The Toclafane were cyborgs, the heads of humans integrated into metal spheres that were sealed shut, making them "pretty". They became a hive mind, allowing them to see the destruction of an individual as no threat. Their personality was amoral and childlike from a failed attempt to regress themselves to children.
The spheres could hover through the air and even fly through space, undamaged. Concealed within the sphere were extendable spikes and blades. A Toclafane could use them to slice up a human being. The spheres were also equipped with lasers that could reduce humans to ash. The spheres could be shot down by an electrical surge of 58.5 kiloamperes, transferred charge 510 megajoules precisely; however, this was most unlikely because this power existed only in lightning bolts and the chances of one bolt striking a Toclafane were extremely low. Man-made electrical barriers, however, could be constructed to sustain the right energy level balance needed for successfully disabling Toclafane spheres. (TV: The Sound of Drums/Last of the Time Lords)
The last of humanity, scattered across the darkness of space, received a message that said "Come to Utopia". Because the Utopia Project was set up to find a way to survive the end of the universe, everyone believed they had found a way. Humans attempted to travel to the mythical paradise, (TV: Utopia) but what they found was a dark, cold and inhospitable world. To survive, the human race "evolved" into the Toclafane.
The Master, using the Doctor's TARDIS, travelled to the planet in the year 100,000,000,000,000 where he met them. As Prime Minister of Great Britain, the Master announced he had made contact with a race of friendly aliens. The Toclafane had tractable, child-like personalities and trusted the Master. The Master had, by this time, converted the TARDIS into a paradox machine, allowing the six billion Toclafane to invade Earth in their own past and change their own past history. Thanks to the machine, the universe did not intervene to alter the paradox of humanity being subjugated by their own descendants. With the Toclafane, the Master built the beginnings of a new Time Lord Empire with the army of six billion Toclafane.
The Toclafane invasion was a success.
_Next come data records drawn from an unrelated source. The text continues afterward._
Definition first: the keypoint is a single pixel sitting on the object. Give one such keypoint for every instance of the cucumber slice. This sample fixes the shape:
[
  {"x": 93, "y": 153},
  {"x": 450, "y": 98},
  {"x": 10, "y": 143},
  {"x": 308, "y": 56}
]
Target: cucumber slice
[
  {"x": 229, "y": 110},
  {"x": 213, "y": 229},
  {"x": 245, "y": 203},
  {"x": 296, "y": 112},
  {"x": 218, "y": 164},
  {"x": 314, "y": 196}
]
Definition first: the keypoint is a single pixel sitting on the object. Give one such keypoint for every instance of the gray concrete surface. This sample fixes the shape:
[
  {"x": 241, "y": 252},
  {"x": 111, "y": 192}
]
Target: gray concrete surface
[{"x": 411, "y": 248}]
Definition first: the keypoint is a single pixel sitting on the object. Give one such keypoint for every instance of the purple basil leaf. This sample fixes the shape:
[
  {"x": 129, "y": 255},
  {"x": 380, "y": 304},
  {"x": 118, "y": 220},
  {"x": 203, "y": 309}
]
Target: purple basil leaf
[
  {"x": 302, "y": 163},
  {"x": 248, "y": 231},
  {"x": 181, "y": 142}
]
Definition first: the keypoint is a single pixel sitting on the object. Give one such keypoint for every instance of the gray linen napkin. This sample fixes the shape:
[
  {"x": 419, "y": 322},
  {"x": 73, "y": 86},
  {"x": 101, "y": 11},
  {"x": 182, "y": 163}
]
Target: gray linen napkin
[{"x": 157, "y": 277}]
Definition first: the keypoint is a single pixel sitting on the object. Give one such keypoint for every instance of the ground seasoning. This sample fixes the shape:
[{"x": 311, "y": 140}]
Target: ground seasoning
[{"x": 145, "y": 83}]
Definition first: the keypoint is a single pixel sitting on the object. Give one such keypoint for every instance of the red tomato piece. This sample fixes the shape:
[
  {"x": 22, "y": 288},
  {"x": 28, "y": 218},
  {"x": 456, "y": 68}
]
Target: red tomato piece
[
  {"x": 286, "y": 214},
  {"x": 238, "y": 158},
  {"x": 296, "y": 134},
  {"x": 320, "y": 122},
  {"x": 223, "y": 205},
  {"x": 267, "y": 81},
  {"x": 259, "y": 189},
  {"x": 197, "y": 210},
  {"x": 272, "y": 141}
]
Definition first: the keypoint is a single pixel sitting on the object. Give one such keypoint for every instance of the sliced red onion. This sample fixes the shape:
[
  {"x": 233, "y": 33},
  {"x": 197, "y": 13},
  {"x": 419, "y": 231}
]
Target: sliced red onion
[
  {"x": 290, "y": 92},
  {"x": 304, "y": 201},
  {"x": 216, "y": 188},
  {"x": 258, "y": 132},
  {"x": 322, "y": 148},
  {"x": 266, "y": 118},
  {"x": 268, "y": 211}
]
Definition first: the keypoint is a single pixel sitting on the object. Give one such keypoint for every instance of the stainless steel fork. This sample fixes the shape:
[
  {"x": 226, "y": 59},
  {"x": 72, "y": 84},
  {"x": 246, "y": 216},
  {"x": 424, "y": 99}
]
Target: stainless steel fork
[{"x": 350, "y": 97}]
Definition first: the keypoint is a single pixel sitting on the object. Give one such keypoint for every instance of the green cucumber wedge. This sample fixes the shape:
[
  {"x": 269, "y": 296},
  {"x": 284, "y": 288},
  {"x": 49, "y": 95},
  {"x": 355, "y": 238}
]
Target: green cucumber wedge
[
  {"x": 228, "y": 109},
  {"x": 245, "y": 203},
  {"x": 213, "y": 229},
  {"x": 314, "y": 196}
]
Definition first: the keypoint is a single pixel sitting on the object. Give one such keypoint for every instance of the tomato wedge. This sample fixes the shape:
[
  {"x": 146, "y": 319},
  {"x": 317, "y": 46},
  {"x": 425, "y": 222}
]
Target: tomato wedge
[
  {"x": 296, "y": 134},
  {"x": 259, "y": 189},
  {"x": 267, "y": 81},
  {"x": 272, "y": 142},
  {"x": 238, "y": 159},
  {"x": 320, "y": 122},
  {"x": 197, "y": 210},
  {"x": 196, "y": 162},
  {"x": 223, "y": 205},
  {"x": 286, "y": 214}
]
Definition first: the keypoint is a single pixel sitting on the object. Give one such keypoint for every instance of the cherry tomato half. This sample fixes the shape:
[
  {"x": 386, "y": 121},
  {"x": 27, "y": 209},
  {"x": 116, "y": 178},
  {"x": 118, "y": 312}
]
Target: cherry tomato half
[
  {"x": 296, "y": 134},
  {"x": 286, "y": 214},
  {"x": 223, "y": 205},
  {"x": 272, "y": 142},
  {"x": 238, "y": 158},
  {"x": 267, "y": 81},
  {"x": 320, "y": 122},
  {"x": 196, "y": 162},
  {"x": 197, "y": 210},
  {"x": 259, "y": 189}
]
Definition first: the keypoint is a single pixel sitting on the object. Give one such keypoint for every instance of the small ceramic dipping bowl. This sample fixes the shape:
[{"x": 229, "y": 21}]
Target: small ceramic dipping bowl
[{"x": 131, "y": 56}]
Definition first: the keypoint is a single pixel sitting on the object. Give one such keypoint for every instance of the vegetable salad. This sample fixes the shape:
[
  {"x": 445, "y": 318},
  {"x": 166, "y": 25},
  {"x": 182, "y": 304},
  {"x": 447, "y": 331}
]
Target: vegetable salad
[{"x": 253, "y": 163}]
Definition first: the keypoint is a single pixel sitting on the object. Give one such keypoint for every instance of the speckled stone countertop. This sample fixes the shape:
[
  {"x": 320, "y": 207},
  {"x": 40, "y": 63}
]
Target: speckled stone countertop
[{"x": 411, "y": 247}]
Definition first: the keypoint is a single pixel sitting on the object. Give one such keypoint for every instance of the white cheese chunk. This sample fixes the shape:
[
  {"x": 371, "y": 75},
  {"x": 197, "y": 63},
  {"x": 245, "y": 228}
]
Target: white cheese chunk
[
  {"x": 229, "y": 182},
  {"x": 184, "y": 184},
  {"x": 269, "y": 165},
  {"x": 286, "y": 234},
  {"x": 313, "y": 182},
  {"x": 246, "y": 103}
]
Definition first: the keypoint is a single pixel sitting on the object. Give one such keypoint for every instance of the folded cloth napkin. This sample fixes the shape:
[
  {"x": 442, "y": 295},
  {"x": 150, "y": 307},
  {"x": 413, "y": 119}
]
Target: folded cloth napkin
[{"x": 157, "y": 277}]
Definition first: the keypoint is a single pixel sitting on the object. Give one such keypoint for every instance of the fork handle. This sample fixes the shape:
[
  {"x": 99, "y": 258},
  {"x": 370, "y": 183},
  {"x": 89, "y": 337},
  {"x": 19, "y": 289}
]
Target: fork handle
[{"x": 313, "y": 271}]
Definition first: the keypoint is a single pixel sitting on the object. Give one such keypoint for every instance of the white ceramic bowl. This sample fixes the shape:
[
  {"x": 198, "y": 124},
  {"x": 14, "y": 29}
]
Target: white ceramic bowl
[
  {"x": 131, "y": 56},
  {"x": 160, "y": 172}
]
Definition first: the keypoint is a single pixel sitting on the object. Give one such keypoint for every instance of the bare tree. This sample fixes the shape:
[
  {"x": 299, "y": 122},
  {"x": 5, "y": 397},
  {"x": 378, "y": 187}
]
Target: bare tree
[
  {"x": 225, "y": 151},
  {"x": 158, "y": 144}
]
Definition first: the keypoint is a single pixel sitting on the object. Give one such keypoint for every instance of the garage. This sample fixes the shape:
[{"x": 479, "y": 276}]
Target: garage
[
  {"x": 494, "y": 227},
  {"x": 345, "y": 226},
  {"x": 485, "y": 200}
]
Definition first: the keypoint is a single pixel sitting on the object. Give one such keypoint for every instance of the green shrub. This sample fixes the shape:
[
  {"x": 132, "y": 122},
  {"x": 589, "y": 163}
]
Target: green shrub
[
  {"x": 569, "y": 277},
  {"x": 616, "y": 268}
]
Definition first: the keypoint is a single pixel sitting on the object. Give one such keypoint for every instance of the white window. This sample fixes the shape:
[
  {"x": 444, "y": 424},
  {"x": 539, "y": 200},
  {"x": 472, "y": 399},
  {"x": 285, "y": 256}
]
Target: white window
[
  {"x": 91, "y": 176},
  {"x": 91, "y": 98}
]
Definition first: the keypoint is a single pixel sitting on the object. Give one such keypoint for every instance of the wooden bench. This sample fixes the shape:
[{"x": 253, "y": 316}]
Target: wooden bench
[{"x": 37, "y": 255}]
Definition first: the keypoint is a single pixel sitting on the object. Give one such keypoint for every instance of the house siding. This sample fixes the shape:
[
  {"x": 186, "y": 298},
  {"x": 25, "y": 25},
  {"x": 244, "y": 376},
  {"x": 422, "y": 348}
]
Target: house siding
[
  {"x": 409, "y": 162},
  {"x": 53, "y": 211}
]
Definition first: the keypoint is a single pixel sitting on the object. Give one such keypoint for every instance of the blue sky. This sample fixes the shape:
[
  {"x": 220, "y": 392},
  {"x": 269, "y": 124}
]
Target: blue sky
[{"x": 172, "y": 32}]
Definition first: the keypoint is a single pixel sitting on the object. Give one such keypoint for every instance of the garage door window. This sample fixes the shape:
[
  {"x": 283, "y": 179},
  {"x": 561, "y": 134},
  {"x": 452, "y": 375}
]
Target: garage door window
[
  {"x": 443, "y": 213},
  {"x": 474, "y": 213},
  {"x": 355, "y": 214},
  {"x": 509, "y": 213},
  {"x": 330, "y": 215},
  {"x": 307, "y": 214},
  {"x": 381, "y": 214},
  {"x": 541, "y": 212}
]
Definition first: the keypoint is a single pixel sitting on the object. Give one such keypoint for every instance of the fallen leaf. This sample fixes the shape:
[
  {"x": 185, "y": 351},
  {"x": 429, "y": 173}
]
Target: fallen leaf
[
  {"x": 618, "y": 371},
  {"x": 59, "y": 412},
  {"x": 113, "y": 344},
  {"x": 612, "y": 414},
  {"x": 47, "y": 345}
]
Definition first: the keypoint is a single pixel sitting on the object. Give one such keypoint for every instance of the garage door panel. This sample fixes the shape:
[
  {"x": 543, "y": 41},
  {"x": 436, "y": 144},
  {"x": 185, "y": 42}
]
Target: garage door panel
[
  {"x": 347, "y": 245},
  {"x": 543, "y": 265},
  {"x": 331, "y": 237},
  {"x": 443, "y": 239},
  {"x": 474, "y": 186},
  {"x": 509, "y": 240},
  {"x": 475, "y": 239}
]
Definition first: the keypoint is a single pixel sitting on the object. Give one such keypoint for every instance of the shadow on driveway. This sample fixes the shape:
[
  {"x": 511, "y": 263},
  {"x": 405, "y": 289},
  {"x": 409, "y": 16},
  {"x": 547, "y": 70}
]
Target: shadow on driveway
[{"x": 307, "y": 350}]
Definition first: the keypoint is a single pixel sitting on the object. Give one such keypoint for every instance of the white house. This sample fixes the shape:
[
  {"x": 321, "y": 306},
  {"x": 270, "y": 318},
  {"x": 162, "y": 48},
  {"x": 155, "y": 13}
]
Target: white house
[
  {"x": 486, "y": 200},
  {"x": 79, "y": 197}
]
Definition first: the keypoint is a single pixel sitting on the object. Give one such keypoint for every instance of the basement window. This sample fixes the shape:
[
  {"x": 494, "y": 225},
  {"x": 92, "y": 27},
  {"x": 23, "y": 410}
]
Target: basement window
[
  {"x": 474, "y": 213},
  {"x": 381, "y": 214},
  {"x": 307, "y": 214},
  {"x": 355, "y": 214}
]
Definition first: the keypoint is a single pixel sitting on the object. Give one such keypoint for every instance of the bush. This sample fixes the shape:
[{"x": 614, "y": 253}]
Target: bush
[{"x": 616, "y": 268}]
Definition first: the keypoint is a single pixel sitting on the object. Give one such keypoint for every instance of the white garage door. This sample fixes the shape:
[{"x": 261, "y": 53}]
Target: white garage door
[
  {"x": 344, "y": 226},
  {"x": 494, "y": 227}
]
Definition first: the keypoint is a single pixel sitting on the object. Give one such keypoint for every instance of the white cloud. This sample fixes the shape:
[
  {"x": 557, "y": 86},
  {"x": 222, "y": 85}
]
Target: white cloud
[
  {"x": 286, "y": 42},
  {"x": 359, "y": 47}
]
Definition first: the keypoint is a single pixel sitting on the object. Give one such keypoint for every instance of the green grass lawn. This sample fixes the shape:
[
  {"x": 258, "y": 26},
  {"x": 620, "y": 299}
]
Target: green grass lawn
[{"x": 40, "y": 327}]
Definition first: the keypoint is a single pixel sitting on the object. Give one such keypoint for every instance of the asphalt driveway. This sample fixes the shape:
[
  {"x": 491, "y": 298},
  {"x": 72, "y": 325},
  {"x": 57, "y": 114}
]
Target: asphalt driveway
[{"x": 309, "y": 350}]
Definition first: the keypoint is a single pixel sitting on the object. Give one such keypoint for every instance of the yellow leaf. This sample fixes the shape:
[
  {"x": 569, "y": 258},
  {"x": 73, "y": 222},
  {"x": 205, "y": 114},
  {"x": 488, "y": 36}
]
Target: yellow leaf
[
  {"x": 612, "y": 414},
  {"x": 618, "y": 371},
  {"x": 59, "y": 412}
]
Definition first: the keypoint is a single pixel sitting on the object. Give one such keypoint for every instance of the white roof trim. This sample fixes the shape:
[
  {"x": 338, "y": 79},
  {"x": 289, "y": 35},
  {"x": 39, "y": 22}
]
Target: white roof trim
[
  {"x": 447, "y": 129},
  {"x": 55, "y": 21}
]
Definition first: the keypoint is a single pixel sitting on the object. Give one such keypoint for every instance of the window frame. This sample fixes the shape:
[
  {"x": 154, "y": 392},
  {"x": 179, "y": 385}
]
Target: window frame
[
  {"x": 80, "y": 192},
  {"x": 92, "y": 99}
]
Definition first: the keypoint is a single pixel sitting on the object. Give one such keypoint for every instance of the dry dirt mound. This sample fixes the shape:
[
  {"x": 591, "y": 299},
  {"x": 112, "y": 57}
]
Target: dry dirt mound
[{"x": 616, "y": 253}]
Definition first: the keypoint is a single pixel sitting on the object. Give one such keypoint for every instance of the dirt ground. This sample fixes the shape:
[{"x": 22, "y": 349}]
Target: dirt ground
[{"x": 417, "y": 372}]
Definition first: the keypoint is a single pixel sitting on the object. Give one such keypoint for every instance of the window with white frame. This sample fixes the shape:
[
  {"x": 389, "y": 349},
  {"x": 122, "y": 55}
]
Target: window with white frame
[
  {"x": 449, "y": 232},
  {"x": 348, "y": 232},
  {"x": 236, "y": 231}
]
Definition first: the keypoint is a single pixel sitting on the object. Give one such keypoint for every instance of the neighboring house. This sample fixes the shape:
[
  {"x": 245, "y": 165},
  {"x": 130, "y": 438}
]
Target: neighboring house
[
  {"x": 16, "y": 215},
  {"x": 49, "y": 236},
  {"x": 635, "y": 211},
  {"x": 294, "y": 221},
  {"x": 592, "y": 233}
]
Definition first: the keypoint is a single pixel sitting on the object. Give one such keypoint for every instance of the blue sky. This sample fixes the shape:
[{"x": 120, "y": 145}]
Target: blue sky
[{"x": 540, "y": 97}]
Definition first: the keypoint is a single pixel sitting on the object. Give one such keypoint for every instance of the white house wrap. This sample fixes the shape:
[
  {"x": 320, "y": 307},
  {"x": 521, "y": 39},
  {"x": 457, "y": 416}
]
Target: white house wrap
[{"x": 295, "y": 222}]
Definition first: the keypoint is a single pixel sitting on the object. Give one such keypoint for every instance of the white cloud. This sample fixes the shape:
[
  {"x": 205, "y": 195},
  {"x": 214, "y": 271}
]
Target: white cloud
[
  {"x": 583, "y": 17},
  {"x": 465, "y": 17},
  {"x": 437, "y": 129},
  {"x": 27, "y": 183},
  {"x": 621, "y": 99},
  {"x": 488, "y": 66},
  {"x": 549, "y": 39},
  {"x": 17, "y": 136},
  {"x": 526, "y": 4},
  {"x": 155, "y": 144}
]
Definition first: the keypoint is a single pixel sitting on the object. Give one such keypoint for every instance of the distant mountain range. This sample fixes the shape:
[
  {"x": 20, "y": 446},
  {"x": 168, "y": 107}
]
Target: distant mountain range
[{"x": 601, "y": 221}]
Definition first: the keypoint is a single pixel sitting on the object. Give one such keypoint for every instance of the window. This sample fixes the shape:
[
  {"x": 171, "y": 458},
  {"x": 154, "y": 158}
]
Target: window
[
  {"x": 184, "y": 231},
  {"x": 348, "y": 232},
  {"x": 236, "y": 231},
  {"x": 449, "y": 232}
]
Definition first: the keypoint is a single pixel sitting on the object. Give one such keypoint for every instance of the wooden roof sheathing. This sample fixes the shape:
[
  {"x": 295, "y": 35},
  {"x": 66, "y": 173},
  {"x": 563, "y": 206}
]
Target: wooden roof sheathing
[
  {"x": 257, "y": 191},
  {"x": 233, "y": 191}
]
The Master ordered the Toclafane to remove one tenth of the population. They subjugated humanity and forced them to build a fleet of 200,000 rockets to take over the rest of the universe. The Toclafane could kill their ancestors without cancelling themselves out due to the paradox machine. Their plans were thwarted one year after the invasion by Jack Harkness, who destroyed the paradox machine, forcing the Toclafane back to the end of the universe on Utopia. Humanity aside from those on the Valiant and Wilfred Mott did not remember they had been invaded. With the Master's subsequent death preventing the Toclafane from being brought back in time, they were trapped in their future time zone. Their cousins on Malcassairo became extinct when it went nova but the fate of the Toclafane themselves was never clear. (TV: The Sound of Drums/Last of the Time Lords)
Behind the scenes
- The voices of the Toclafane sound the same as those of the Gelth, due to the use of a team of regular voice artists for aliens (except those voiced by a celebrity guest), many of whom voiced both the Gelth and the Toclafane.
- Russell T Davies came up with the original design for the Toclafane when he was coming up with a potential alternate creature to use in the episode Dalek, had rights issues to the Daleks not been worked out. This early version was called "Future Human" and Davies' original illustration is included in Doctor Who: The Writer's Tale - The Final Chapter.